A noção de que certos tipos de órgãos são caminho pra certos tipos de comportamento, certos padrões econômicos, etc, é produto de um sistema social de opressão. Ela não é fundada em qualquer tipo de "fato biológico" porque antes de qualquer coisa esse "fato biológico" não existe. Um órgão não significa nada a não ser no contexto de uma "biologia" socialmente construída pra justificar o patriarcado. Literalmente. Eu trabalhei com biólogos (é, anon, se pá eu realmente já abri um livro de biologia algumas vezes na vida) e uma coisa que eu posso dizer definitivamente é que, como a maioria dos cientistas, eles não costumam pensar profundamente sobre como os tipos de perguntas que fazem e como a interpretação de dados que fazem estão estruturados no mundo.
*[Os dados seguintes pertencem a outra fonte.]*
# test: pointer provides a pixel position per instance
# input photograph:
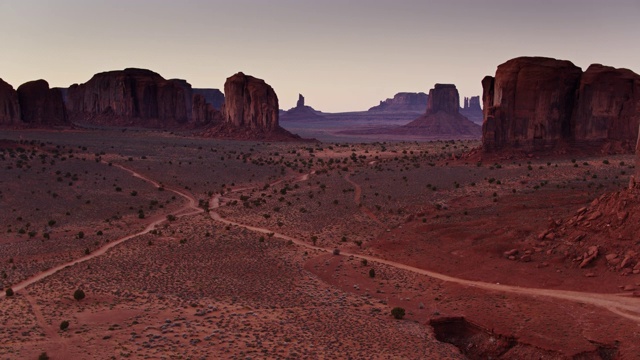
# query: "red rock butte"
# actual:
(536, 103)
(138, 97)
(442, 116)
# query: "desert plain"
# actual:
(191, 248)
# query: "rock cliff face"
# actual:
(40, 105)
(250, 103)
(9, 106)
(443, 118)
(214, 97)
(136, 97)
(301, 112)
(472, 103)
(472, 109)
(531, 103)
(608, 105)
(638, 158)
(300, 102)
(403, 102)
(536, 103)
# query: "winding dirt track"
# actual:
(357, 198)
(620, 304)
(191, 208)
(624, 306)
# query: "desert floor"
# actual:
(192, 248)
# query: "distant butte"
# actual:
(443, 117)
(138, 97)
(250, 111)
(403, 102)
(301, 112)
(40, 105)
(536, 103)
(9, 106)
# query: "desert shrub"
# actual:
(78, 294)
(398, 312)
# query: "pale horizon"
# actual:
(342, 56)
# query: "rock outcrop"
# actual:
(531, 103)
(137, 97)
(250, 111)
(608, 105)
(40, 105)
(536, 103)
(300, 102)
(472, 103)
(250, 103)
(301, 112)
(442, 118)
(472, 110)
(403, 102)
(9, 105)
(214, 97)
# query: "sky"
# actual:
(342, 55)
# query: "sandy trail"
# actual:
(620, 304)
(191, 208)
(357, 198)
(624, 306)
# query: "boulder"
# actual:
(40, 105)
(403, 102)
(9, 105)
(250, 103)
(529, 103)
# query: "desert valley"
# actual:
(142, 218)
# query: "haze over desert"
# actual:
(293, 180)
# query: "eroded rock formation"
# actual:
(137, 97)
(531, 103)
(301, 112)
(214, 97)
(608, 105)
(442, 117)
(472, 103)
(403, 102)
(9, 106)
(536, 103)
(40, 105)
(250, 103)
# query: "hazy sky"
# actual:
(342, 55)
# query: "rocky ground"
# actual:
(512, 258)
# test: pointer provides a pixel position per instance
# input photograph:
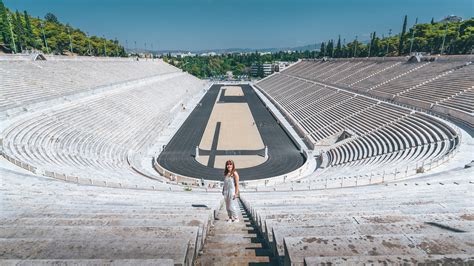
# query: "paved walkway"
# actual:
(236, 243)
(179, 154)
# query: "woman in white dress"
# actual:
(231, 190)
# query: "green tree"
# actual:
(338, 47)
(6, 36)
(19, 31)
(322, 50)
(29, 36)
(50, 17)
(402, 36)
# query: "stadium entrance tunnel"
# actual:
(231, 123)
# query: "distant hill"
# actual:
(49, 35)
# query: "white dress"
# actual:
(228, 191)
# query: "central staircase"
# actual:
(237, 243)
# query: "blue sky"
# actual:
(212, 24)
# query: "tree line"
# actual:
(238, 63)
(21, 33)
(434, 38)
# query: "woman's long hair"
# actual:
(226, 171)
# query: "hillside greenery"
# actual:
(427, 37)
(20, 33)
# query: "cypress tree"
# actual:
(19, 30)
(4, 26)
(402, 36)
(29, 31)
(322, 50)
(338, 47)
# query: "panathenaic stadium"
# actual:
(114, 161)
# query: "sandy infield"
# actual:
(232, 91)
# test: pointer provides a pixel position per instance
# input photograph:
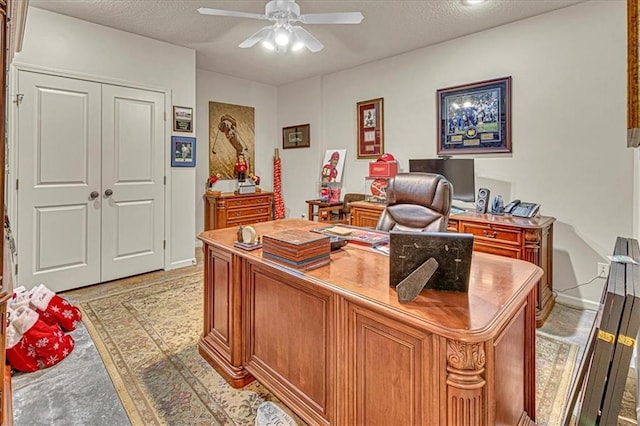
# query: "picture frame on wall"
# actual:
(183, 151)
(475, 118)
(182, 119)
(370, 138)
(296, 136)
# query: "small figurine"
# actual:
(254, 178)
(241, 168)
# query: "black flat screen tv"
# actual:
(459, 171)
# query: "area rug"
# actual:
(555, 365)
(146, 329)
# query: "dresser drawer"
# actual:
(496, 233)
(247, 220)
(240, 202)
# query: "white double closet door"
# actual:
(91, 181)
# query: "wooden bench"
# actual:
(598, 387)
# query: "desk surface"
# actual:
(360, 272)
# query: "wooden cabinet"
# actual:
(529, 239)
(365, 213)
(228, 209)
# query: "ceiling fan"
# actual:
(283, 35)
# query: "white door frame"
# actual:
(11, 149)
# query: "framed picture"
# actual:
(183, 151)
(332, 166)
(182, 119)
(475, 118)
(296, 136)
(370, 130)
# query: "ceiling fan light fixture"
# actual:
(281, 36)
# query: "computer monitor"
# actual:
(459, 171)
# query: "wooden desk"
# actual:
(336, 346)
(529, 239)
(504, 235)
(325, 211)
(229, 209)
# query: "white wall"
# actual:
(214, 87)
(568, 73)
(75, 47)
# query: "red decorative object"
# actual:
(278, 211)
(379, 188)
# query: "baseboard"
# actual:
(181, 264)
(576, 302)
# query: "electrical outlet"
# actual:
(603, 269)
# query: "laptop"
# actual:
(452, 251)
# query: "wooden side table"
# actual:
(323, 211)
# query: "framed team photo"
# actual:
(475, 118)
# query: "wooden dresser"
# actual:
(229, 209)
(504, 235)
(365, 213)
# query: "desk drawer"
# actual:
(498, 233)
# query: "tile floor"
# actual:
(78, 391)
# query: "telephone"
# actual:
(518, 208)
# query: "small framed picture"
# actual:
(183, 151)
(370, 130)
(296, 136)
(182, 119)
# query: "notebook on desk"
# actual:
(452, 251)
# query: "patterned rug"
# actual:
(146, 329)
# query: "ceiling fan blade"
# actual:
(232, 13)
(310, 42)
(332, 18)
(259, 35)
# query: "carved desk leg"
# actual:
(465, 383)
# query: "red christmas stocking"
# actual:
(20, 355)
(47, 343)
(53, 309)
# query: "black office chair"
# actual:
(417, 202)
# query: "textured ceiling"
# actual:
(390, 27)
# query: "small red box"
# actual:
(383, 168)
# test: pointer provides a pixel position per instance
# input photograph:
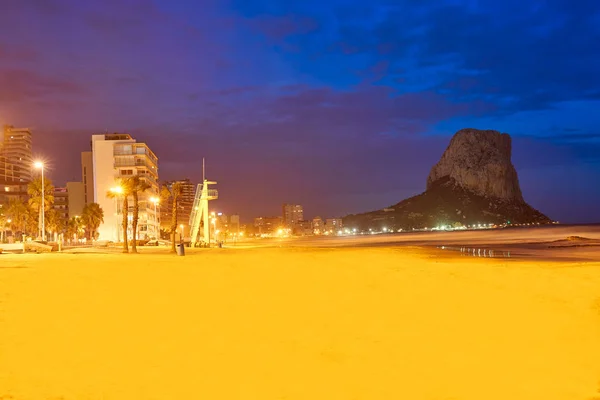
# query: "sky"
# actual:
(341, 106)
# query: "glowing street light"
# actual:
(40, 165)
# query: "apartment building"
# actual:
(116, 156)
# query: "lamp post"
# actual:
(40, 165)
(117, 191)
(155, 200)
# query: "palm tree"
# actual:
(125, 191)
(3, 223)
(34, 190)
(52, 221)
(33, 222)
(72, 228)
(137, 186)
(92, 216)
(17, 212)
(173, 193)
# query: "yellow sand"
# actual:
(297, 324)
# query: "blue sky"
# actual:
(342, 106)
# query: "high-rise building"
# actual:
(333, 225)
(61, 203)
(234, 224)
(15, 149)
(116, 156)
(184, 205)
(292, 214)
(267, 225)
(76, 198)
(87, 177)
(318, 226)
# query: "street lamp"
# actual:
(40, 165)
(155, 200)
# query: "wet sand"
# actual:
(298, 323)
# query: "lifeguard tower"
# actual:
(200, 214)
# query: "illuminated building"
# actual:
(15, 149)
(116, 156)
(292, 214)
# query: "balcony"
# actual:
(135, 149)
(135, 162)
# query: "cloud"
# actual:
(19, 85)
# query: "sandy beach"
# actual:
(298, 323)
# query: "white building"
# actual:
(117, 156)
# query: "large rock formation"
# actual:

Na melhor da hipóteses, eles assistiram uma ou duas aulas mandatórias sobre bioética antes de se formar. Então quando eles vão interpretar dados matemáticos, eles fazem isso de uma forma que supõe que a verdadeira pergunta já foi respondida. Eles encontram dimorfismo não porque isso está nos dados que eles encontraram, mas porque isso foi presumido por conta de como eles fizeram a pergunta — se você perguntar "qual sexo é melhor em matemática?" você nunca vai achar evidência de que "sexo" é uma construção. É isso que muitas "verdades científicas" são, aliás — coisas que já haviam sido aceitas quando outras pessoas foram perguntar coisas mais complicadas, e que somente foram derrubadas, se é que foram, quando todas as respostas pra todas as perguntas complicadas revelaram algo que refutava o modelo anterior (o que inclusive está acontecendo agora com a noção de sexo — isso mesmo, até cientistas patriarcais estão se dando conta de como isso é a maior besteira, mesmo que tentando enrolar ao máximo e fazendo o maior estrago possível no caminho).

Mas o que podemos ver através de tudo isso é que o gênero precede o sexo. Gênero é uma forma de se organizar na esfera social, e dados biológicos são organizados em cima disso. Gênero, em outras palavras, é a categoria fundamental do sexo sob o patriarcado. Agora, alguém pode dizer que nós vivemos num mundo social, que nossas subjetividades são construídas socialmente, e portanto um órgão têm significado. Isso, claro, é verdade, mas é preciso reconhecer a natureza socialmente construída disso pra entender antes de tudo que não estamos lidando com um sistema rígido aqui. Não é simplesmente questão de dizer que, sob a realidade biológica, um certo cromossomo ou um certo órgão nos coloca em um certo local no patriarcado, e da mesma forma também não é simplesmente questão de dizer que, sob uma construção social, um certo cromossomo ou órgão nos coloca num certo local no patriarcado. Se esse alguém está ciente da complexidade envolvida em constituir socialmente o que é basicamente uma bolha de gosma (células) que produz ou não mais gosma (bebês, pessoas, etc) como pertencente a uma categoria binária e rígida, ele pode facilmente ver como essa construção social pode muitas vezes falhar e resultar numa pessoa que, por exemplo, tem um tipo de órgão, e no entanto tem sua identidade socialmente construída na categoria pra quem tem um tipo "diferente" (dentro das noções patriarcais de "diferença sexual") de órgão. De fato, só é possível falhar em reconhecer isso partindo do princípio desconfiado de assumir a priori que a pessoa em questão está enganando alguém ou sendo enganada, em vez de relatando a realidade tão bem quanto se pode relatá-la em linguagem. E o uso de inversões dessa linguagem pra relatar realidades mais próximas é um esforço pra redirecionar e ganhar controle sobre o biopoder e como ele foi decretado sobre nós. Isso não é mais ou menos legítimo do que a linguagem do patriarcado, exceto quando se encontra legitimidade em apoiar o patriarcado (argumentando que sexo é "real") ou em perturbar o patriarcado. 

Então o que é "sexo"? É a forma como pessoas falam de bolhas de gosma, e especificamente a forma como bolhas de gosma foram categorizadas em dois tipos, em pleno desafio à realidade, com o objetivo expresso de perpetuar o patriarcado.

Então, sim, sexo é biológico, no sentido de que os termos do sexo são codificados dentro do discurso da "biologia", que é em si uma construção no patriarcado.

Sexo é uma construção social. Essa é porra da minha palavra final sobre essa merda.